The Financial Times has speculated that the remuneration for participation in this trial would be higher than £3,750 (approximately $6,500 Canadian) that is the current remuneration rate for influenza challenge studies. The payment would likely be higher because the isolation period after infection probably would be longer and the risk to participants greater.
The issue of fair compensation highlights one of the many ethical challenges with challenge trials – the twin risks of exploitation and coercion. Is “$6,500+” too little or too much for those consenting to a small chance of death or serious disability? Many find themselves in a depressed economic state as a direct consequence of the pandemic. Some are jobless and cash strapped. The Canadian government has provided financial support through the Canada Emergency Response Benefit program. For many Canadians, these funds have been essential in helping to keep a roof over their heads and food on their tables.
Now the question becomes whether an offer of $6,500+ for a month’s work as a research participant would be a coercive offer – an offer that would be difficult (if not impossible) to refuse because of personal circumstances and limited options.
On the other hand, is $6,500+ too paltry a sum to offer someone to assume the small risk of death for the benefit of developing a safe and effective vaccine? Is this a fair exchange or an exploitative offer, where a vulnerable person is being asked to assume too much risk for too little reward? Exploitation involves taking advantage of another’s vulnerability. In Canada, or similarly wealthy nations, this might mean taking advantage of a person who has perhaps long been economically disadvantaged and is now destitute. On a global scale, it might mean taking advantage of people in low- and middle-income countries with limited resources.
Even if it were possible to successfully reduce the harms of coercion and exploitation, the risk of harm with challenge trials is unwarranted given that it is not the only way to speed up vaccine development and secure the hoped-for-benefit of reducing the number of lives lost to COVID-19. Further, depending on how the challenge trial is designed, it might not speed things up at all. There are other trial designs with a more favourable harm-benefit ratio.

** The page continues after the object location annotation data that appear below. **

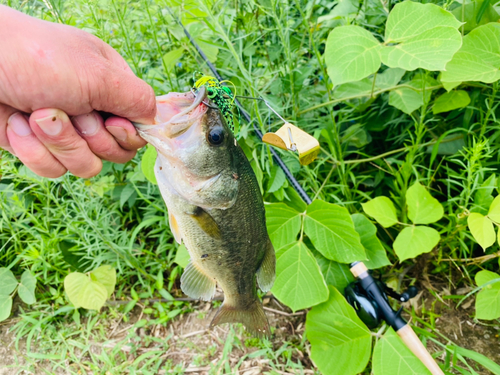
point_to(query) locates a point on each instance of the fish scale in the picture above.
(215, 207)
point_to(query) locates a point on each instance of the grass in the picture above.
(273, 49)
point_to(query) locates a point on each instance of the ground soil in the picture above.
(191, 343)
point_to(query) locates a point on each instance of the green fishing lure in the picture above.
(222, 97)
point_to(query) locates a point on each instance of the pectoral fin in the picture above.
(174, 227)
(267, 270)
(196, 284)
(206, 222)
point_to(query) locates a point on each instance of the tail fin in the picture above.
(253, 318)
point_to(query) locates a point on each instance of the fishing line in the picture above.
(295, 184)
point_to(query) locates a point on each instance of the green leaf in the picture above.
(75, 261)
(93, 295)
(392, 357)
(415, 240)
(182, 256)
(423, 208)
(106, 275)
(351, 54)
(375, 252)
(299, 283)
(336, 274)
(406, 99)
(389, 78)
(84, 292)
(479, 57)
(148, 164)
(8, 281)
(172, 56)
(277, 179)
(127, 191)
(488, 299)
(448, 86)
(483, 196)
(340, 342)
(5, 306)
(382, 210)
(26, 289)
(283, 224)
(494, 211)
(451, 100)
(420, 36)
(482, 229)
(331, 230)
(472, 13)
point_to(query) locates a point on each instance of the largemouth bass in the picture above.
(215, 207)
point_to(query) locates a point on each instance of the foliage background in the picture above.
(377, 140)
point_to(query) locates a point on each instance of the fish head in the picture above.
(195, 148)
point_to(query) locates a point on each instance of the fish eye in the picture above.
(216, 136)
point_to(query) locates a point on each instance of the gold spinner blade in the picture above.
(291, 138)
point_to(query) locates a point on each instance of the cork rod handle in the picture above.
(413, 342)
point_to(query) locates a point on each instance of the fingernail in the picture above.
(50, 125)
(118, 133)
(19, 125)
(87, 124)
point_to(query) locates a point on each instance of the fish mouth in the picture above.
(176, 112)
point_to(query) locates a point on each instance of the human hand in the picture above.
(53, 81)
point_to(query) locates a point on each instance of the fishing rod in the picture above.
(295, 184)
(367, 295)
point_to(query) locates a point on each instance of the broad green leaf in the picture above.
(423, 208)
(342, 9)
(367, 231)
(479, 57)
(392, 357)
(451, 100)
(331, 230)
(182, 256)
(299, 283)
(283, 224)
(471, 13)
(488, 299)
(5, 306)
(406, 99)
(448, 86)
(482, 229)
(93, 295)
(415, 240)
(8, 281)
(69, 252)
(84, 292)
(26, 289)
(494, 211)
(351, 54)
(340, 342)
(335, 273)
(73, 284)
(409, 99)
(148, 164)
(389, 78)
(382, 210)
(172, 56)
(127, 191)
(420, 36)
(106, 275)
(277, 179)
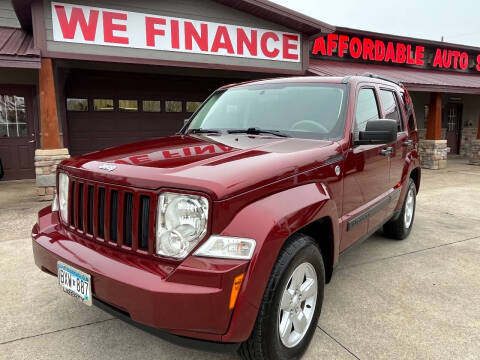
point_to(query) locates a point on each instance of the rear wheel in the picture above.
(400, 227)
(291, 304)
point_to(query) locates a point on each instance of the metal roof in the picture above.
(413, 79)
(17, 49)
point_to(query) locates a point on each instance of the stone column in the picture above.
(51, 152)
(433, 149)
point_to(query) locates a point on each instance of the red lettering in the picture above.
(368, 49)
(170, 155)
(319, 47)
(342, 44)
(463, 61)
(174, 31)
(390, 53)
(200, 39)
(77, 17)
(410, 60)
(151, 31)
(109, 27)
(200, 150)
(243, 40)
(437, 60)
(264, 44)
(287, 46)
(419, 55)
(139, 159)
(331, 43)
(401, 53)
(222, 40)
(355, 48)
(379, 50)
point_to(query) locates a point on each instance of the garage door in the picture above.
(105, 110)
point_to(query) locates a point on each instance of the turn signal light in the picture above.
(237, 284)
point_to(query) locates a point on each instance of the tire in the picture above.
(400, 228)
(299, 254)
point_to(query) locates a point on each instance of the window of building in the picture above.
(151, 106)
(367, 109)
(128, 105)
(74, 104)
(173, 106)
(13, 117)
(192, 106)
(103, 104)
(390, 107)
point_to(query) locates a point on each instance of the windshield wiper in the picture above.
(203, 131)
(257, 131)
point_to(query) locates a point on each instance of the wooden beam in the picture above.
(434, 122)
(48, 107)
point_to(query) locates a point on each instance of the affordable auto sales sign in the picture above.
(98, 26)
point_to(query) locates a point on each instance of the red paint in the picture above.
(264, 44)
(152, 30)
(77, 18)
(275, 185)
(109, 27)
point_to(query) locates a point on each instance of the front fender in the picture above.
(270, 221)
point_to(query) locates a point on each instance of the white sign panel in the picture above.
(98, 26)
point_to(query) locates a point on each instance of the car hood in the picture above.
(221, 165)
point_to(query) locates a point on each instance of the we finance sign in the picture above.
(98, 26)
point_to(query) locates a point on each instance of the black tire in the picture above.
(396, 228)
(264, 342)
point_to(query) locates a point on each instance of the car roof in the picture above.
(351, 79)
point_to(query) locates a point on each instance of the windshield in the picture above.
(306, 110)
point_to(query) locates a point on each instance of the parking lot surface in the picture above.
(418, 298)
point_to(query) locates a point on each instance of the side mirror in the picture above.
(383, 131)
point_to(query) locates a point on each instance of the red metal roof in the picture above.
(413, 79)
(17, 49)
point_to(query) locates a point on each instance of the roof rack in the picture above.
(375, 76)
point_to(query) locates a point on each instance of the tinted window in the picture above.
(367, 109)
(297, 109)
(390, 107)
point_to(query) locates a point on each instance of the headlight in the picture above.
(63, 195)
(181, 223)
(227, 247)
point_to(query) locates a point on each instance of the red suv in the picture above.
(228, 231)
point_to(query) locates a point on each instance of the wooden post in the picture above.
(48, 107)
(434, 122)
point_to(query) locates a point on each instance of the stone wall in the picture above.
(46, 162)
(433, 153)
(474, 156)
(468, 135)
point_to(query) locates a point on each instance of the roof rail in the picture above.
(375, 76)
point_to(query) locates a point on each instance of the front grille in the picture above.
(114, 215)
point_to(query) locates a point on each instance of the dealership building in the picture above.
(81, 76)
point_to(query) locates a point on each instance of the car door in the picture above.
(391, 109)
(366, 174)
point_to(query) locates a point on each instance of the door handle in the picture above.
(387, 151)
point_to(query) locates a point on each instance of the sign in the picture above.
(395, 52)
(98, 26)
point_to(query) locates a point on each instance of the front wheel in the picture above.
(400, 227)
(291, 304)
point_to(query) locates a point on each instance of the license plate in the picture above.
(75, 283)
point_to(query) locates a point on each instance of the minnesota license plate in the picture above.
(75, 283)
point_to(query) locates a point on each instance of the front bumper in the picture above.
(190, 299)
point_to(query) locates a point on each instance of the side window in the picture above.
(390, 107)
(367, 109)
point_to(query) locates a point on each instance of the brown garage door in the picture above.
(105, 110)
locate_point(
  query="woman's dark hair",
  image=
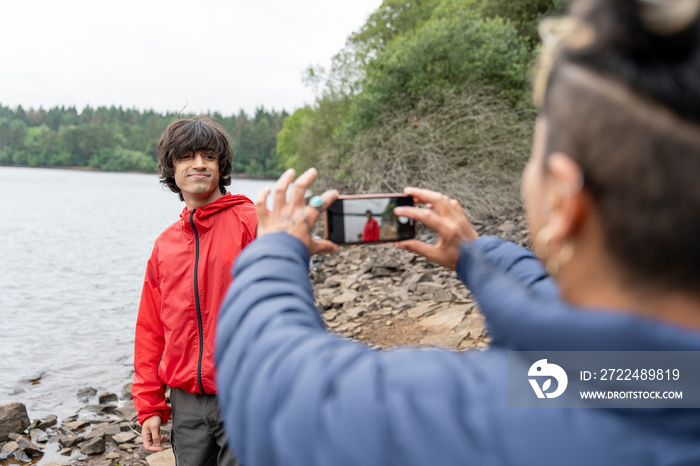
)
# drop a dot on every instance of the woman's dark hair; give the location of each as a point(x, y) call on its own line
point(622, 98)
point(189, 136)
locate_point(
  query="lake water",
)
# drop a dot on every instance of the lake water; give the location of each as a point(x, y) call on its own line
point(73, 253)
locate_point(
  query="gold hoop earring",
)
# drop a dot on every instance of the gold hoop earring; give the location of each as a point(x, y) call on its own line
point(552, 261)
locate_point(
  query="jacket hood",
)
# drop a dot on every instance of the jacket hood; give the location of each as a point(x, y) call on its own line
point(201, 216)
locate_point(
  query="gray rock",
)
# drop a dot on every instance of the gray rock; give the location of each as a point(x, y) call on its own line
point(22, 456)
point(84, 394)
point(107, 398)
point(127, 412)
point(162, 458)
point(13, 418)
point(75, 425)
point(8, 449)
point(68, 441)
point(28, 447)
point(38, 435)
point(124, 437)
point(93, 446)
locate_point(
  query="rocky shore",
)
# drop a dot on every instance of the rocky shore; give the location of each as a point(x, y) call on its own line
point(376, 294)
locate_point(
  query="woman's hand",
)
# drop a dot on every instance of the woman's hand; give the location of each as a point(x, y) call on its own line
point(293, 216)
point(446, 218)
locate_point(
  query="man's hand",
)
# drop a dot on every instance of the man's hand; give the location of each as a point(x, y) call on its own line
point(446, 218)
point(150, 433)
point(292, 215)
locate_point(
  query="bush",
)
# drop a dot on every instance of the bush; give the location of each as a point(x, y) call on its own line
point(467, 143)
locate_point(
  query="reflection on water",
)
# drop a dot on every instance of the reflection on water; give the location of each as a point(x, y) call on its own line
point(73, 251)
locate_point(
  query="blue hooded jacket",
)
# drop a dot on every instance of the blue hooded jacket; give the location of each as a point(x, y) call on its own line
point(291, 393)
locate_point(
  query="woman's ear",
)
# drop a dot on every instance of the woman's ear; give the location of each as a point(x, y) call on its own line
point(569, 202)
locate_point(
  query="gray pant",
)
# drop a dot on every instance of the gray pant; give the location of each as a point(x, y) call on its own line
point(198, 435)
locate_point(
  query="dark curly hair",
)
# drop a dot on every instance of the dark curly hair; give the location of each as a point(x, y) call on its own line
point(192, 135)
point(622, 98)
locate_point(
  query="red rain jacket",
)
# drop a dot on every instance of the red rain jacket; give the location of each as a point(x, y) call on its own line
point(187, 277)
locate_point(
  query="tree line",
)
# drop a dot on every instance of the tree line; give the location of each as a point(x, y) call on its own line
point(430, 93)
point(117, 139)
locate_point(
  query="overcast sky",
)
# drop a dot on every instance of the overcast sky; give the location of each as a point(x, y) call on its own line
point(205, 55)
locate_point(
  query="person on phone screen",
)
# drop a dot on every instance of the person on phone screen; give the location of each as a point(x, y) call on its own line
point(186, 278)
point(613, 211)
point(371, 231)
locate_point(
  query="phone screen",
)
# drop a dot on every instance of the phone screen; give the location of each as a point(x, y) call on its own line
point(368, 219)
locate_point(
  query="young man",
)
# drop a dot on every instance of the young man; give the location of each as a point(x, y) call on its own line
point(613, 211)
point(371, 231)
point(186, 278)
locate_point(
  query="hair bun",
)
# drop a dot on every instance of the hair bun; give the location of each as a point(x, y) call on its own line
point(666, 17)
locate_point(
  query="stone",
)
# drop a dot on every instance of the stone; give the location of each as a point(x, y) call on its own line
point(355, 312)
point(68, 441)
point(347, 296)
point(107, 398)
point(444, 320)
point(75, 425)
point(13, 418)
point(39, 435)
point(506, 226)
point(22, 456)
point(28, 447)
point(49, 421)
point(127, 411)
point(103, 430)
point(84, 394)
point(162, 458)
point(449, 341)
point(443, 296)
point(93, 446)
point(420, 310)
point(429, 287)
point(473, 326)
point(8, 449)
point(124, 437)
point(98, 409)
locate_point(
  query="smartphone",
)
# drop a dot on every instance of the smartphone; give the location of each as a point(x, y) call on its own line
point(368, 218)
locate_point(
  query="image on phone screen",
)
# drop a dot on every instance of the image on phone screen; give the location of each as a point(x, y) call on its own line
point(368, 219)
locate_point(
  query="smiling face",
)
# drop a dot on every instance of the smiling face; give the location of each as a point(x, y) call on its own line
point(197, 176)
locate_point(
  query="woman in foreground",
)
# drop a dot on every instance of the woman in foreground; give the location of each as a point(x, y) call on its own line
point(614, 213)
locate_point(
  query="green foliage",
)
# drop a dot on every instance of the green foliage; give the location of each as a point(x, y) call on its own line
point(453, 48)
point(115, 139)
point(427, 92)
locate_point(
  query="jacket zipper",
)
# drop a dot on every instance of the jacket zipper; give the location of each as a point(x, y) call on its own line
point(199, 309)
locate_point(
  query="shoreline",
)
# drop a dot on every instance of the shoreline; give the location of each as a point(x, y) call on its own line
point(375, 294)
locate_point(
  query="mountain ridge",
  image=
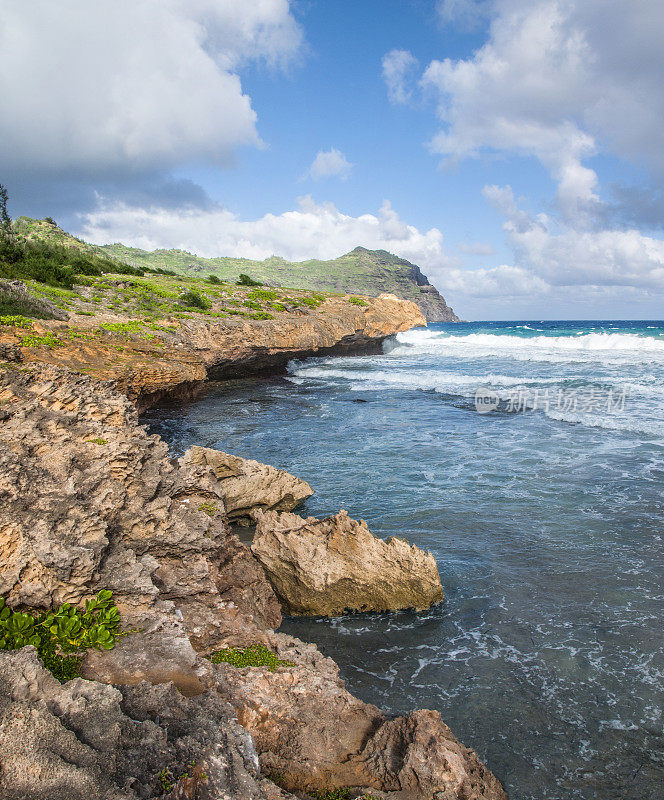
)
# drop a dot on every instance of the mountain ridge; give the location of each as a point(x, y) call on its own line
point(361, 271)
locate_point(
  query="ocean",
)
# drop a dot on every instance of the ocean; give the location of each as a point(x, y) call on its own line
point(529, 458)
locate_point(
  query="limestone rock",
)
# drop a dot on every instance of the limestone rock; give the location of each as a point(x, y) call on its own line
point(336, 565)
point(89, 500)
point(85, 740)
point(311, 731)
point(247, 485)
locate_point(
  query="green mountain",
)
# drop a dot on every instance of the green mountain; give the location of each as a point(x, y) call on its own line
point(362, 271)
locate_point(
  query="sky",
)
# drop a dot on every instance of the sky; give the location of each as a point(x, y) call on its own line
point(513, 149)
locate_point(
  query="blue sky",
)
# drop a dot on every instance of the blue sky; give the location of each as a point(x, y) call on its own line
point(512, 148)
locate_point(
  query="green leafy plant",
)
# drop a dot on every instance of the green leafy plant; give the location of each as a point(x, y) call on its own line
point(62, 636)
point(263, 294)
point(256, 655)
point(209, 507)
point(245, 280)
point(49, 340)
point(339, 794)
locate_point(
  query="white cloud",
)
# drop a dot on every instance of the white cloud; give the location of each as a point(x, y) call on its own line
point(132, 85)
point(399, 67)
point(465, 13)
point(564, 256)
point(310, 231)
point(477, 249)
point(558, 79)
point(329, 164)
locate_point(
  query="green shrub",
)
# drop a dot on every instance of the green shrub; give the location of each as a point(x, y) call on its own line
point(122, 328)
point(193, 299)
point(263, 294)
point(256, 655)
point(209, 507)
point(16, 321)
point(62, 636)
point(245, 280)
point(310, 301)
point(339, 794)
point(49, 340)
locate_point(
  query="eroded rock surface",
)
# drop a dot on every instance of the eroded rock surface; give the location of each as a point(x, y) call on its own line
point(308, 729)
point(247, 485)
point(85, 740)
point(335, 565)
point(89, 500)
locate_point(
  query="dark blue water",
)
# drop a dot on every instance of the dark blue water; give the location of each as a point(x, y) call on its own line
point(545, 516)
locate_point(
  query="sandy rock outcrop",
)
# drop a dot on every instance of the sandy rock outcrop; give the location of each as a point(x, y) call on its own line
point(336, 565)
point(247, 485)
point(90, 500)
point(85, 740)
point(179, 361)
point(309, 730)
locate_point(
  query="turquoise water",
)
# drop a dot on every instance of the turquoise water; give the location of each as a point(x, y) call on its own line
point(545, 516)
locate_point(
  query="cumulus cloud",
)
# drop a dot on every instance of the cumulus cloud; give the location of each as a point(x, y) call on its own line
point(132, 85)
point(399, 67)
point(464, 13)
point(311, 231)
point(329, 164)
point(558, 79)
point(564, 256)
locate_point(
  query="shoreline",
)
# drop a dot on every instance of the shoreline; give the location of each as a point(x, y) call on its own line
point(431, 759)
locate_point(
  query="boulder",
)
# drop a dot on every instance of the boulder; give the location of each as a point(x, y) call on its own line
point(336, 565)
point(246, 485)
point(308, 729)
point(89, 500)
point(85, 740)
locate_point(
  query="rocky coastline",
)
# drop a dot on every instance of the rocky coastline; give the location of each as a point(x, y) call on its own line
point(90, 500)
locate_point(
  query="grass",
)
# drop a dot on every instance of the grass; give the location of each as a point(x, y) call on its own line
point(16, 321)
point(256, 655)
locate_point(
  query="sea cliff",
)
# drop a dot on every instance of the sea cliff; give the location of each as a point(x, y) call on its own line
point(91, 501)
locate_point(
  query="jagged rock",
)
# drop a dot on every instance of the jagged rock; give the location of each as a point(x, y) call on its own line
point(89, 500)
point(247, 485)
point(336, 565)
point(85, 740)
point(308, 729)
point(15, 294)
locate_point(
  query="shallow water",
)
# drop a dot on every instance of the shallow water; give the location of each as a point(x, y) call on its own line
point(545, 516)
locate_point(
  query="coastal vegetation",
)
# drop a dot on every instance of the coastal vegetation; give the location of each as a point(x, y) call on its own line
point(255, 655)
point(61, 637)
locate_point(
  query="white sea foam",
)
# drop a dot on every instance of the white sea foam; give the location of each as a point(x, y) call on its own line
point(581, 347)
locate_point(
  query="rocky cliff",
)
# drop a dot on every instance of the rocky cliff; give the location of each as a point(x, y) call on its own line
point(362, 271)
point(138, 334)
point(88, 499)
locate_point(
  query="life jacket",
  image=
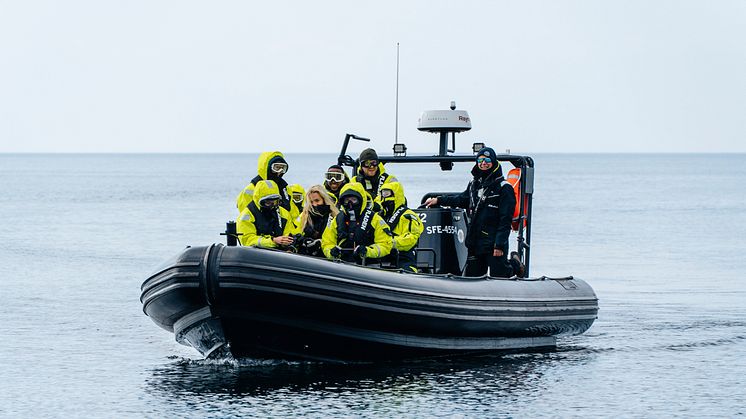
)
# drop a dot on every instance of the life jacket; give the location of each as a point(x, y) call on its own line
point(514, 178)
point(359, 232)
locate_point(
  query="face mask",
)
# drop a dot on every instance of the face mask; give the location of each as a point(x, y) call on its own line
point(321, 209)
point(388, 207)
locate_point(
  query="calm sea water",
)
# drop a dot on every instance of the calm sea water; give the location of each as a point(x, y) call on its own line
point(660, 238)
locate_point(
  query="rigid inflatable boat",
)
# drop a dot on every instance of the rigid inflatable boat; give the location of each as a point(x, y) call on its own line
point(264, 303)
point(242, 301)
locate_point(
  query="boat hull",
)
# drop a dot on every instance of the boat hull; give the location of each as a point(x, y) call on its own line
point(262, 303)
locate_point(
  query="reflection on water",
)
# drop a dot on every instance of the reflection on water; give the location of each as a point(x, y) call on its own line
point(464, 383)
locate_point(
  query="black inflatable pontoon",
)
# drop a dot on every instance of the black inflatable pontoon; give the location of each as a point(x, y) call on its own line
point(264, 303)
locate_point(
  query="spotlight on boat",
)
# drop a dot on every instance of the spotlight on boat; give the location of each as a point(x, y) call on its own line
point(400, 149)
point(446, 165)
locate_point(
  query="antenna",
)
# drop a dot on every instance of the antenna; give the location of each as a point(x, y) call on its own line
point(396, 129)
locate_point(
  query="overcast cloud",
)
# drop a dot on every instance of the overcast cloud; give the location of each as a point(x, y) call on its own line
point(535, 76)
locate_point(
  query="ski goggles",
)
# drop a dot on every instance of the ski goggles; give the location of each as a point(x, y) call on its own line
point(334, 177)
point(369, 163)
point(279, 167)
point(350, 201)
point(270, 202)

Thousands of researchers across the globe have redesigned traditional clinical trials to create adaptive trial designs that shrink the traditional timeline. Adaptive trial designs allow significant flexibility where traditionally designed trials do not. For example, adaptive designs can allow for seamless Phase I/II clinical trials (to test both safety and efficacy at the same time), explore multiple vaccines simultaneously, drop or add candidate vaccines or adjust participant enrollment numbers. All of this can be done using state-of-the-art statistical tools that ensure modifications do not undermine a trial’s integrity or validity and ultimately allows for much faster and potentially less expensive clinical trials. For example, the Adaptive COVID-19 Treatment Trial (ACTT) provided evidence for the modest efficacy of remdesivir.
We support the laudable goal of working faster to produce safe and effective vaccines against this novel coronavirus. However, moving forward with a challenge trial at this time, when it seems clear that this goal can be achieved using adaptive trial designs, is unethical.